Publication year - 2014
Publication title -
the febs journal
Language(s) - English
Resource type - Journals
SCImago Journal Rank - 1.981
H-Index - 204
eISSN - 1742-4658
pISSN - 1742-464X
DOI - 10.1111/febs.13034
Subject(s) - necroptosis , ripk1 , programmed cell death , microbiology and biotechnology , kinase , tumor necrosis factor alpha , chemistry , biology , apoptosis , biochemistry , immunology
Tumour necrosis factor and lipopolysaccharide can promote a regulated form of necrosis, called necroptosis, upon inhibition of caspase activity in cells expressing receptor‐interacting serine/threonine kinase ( RIPK )3. Because inhibitors of RIPK 1 kinase activity such as necrostatin‐1 block necroptosis in many settings, RIPK 1 is thought to be required for activation of RIPK 3, leading to necroptosis. However, here we show that, although necrostatin potently inhibited tumour necrosis factor‐induced, lipopolysaccharide‐induced and poly IC ‐induced necroptosis, RIPK 1 knockdown unexpectedly potentiated this process. In contrast, RIPK 3 knockdown potently suppressed necroptosis under the same conditions.
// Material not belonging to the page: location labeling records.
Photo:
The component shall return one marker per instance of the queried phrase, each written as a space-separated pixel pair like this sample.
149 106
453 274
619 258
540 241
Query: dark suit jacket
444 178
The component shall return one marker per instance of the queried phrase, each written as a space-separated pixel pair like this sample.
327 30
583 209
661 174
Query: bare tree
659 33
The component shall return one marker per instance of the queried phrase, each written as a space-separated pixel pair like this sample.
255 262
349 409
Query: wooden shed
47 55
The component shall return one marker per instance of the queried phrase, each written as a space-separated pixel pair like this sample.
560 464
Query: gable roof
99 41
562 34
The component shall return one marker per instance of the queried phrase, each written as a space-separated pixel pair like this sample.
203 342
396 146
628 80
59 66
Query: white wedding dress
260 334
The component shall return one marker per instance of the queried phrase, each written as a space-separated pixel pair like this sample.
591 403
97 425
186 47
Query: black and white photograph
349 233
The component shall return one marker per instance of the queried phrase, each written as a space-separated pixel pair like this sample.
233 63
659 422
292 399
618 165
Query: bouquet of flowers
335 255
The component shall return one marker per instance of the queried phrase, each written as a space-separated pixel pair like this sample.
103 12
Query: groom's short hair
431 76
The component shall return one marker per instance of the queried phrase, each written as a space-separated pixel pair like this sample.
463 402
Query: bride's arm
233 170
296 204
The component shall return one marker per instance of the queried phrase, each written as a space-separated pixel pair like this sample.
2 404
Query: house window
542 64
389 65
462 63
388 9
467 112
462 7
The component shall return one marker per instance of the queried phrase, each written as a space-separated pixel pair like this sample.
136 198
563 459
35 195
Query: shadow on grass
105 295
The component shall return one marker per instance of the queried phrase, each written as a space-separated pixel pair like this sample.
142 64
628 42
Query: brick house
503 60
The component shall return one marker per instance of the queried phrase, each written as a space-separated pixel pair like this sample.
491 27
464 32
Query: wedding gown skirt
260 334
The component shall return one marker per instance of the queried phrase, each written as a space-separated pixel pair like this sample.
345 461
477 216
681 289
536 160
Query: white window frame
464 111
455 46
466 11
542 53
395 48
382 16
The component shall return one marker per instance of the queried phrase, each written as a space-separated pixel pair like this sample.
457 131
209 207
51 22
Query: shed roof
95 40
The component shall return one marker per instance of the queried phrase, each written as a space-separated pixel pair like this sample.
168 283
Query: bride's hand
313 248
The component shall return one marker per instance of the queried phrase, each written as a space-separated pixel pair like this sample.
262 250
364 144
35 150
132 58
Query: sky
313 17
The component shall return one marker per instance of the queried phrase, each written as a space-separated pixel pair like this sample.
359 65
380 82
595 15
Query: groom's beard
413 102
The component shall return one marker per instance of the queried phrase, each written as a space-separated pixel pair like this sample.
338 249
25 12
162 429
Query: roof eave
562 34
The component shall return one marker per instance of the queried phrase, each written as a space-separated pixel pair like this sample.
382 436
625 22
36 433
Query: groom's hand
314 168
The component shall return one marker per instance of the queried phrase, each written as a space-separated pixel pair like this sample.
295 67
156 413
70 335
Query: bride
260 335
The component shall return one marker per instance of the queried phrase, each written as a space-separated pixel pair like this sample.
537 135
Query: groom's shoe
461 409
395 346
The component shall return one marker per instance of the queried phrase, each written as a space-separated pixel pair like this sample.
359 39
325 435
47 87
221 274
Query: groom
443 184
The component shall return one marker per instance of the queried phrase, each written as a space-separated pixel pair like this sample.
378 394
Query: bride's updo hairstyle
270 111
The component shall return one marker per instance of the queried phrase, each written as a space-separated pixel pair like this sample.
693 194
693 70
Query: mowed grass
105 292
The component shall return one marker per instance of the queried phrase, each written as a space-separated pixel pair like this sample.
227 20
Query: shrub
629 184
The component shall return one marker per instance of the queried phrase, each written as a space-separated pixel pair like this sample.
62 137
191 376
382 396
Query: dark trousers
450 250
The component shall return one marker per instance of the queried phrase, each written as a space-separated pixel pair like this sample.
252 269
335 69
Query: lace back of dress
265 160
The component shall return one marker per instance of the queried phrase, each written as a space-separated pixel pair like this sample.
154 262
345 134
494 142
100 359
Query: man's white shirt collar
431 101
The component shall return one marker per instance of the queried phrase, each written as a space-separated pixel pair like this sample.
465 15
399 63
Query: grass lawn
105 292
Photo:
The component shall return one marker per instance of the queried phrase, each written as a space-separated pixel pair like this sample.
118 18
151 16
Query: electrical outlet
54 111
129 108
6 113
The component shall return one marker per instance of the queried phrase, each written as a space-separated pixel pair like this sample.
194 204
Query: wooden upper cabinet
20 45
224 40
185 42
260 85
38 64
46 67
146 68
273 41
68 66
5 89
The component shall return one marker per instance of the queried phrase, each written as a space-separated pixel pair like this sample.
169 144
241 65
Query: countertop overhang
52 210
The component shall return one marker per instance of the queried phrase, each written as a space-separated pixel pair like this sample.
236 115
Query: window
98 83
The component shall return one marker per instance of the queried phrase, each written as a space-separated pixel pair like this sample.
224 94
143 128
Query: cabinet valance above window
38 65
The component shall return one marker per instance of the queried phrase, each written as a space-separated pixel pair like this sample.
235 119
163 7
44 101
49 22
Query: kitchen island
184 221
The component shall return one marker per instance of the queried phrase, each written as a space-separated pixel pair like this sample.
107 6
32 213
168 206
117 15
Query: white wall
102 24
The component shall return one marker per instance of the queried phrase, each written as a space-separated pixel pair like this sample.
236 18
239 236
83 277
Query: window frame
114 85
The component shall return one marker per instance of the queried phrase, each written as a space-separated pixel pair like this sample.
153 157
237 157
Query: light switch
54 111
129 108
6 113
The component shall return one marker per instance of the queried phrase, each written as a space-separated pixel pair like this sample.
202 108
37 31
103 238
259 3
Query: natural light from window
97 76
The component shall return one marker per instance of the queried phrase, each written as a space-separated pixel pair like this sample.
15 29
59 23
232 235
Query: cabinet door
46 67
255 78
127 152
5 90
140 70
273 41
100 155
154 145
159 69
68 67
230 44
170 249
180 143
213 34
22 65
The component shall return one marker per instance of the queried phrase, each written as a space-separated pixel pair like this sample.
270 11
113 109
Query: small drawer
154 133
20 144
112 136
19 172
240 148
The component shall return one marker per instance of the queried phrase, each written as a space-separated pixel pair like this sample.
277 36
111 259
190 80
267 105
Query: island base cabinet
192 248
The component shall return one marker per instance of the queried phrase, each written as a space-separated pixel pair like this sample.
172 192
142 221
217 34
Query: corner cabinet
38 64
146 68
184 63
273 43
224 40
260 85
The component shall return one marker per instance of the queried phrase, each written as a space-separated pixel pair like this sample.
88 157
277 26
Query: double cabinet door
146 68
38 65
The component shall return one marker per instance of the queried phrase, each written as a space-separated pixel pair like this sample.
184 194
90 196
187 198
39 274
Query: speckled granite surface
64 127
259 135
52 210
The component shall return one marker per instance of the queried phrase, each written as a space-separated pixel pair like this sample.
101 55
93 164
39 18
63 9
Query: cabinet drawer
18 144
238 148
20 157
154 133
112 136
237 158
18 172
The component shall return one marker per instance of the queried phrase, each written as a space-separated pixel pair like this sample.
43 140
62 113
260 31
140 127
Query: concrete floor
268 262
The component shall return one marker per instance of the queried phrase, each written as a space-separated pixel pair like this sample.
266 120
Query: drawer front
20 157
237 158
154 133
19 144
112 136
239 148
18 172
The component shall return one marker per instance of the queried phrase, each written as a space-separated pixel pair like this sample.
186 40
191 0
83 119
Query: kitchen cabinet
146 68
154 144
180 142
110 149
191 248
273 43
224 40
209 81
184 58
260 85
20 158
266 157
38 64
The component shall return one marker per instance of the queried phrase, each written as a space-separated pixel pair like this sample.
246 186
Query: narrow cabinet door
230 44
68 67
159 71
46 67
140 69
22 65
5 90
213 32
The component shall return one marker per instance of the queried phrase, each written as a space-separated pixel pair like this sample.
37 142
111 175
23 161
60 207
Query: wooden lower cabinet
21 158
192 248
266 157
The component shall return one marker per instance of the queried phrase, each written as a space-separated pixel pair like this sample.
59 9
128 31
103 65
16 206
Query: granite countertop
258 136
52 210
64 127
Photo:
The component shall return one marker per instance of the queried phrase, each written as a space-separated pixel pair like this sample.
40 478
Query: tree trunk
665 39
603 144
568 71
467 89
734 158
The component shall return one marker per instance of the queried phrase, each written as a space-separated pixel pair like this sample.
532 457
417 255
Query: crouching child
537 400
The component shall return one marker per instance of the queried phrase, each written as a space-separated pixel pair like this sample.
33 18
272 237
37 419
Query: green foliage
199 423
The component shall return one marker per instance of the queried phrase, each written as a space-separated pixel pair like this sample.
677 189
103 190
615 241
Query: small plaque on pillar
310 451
Significantly, necrostatin failed to block necroptosis in the absence of RIPK 1, indicating that its ability to suppress necroptosis was indeed RIPK 1‐dependent. These data argue that RIPK 1 is dispensable for necroptosis and can act as an inhibitor of this process. Our observations also suggest that necrostatin enhances the inhibitory effects of RIPK 1 on necroptosis, as opposed to blocking its participation in this process.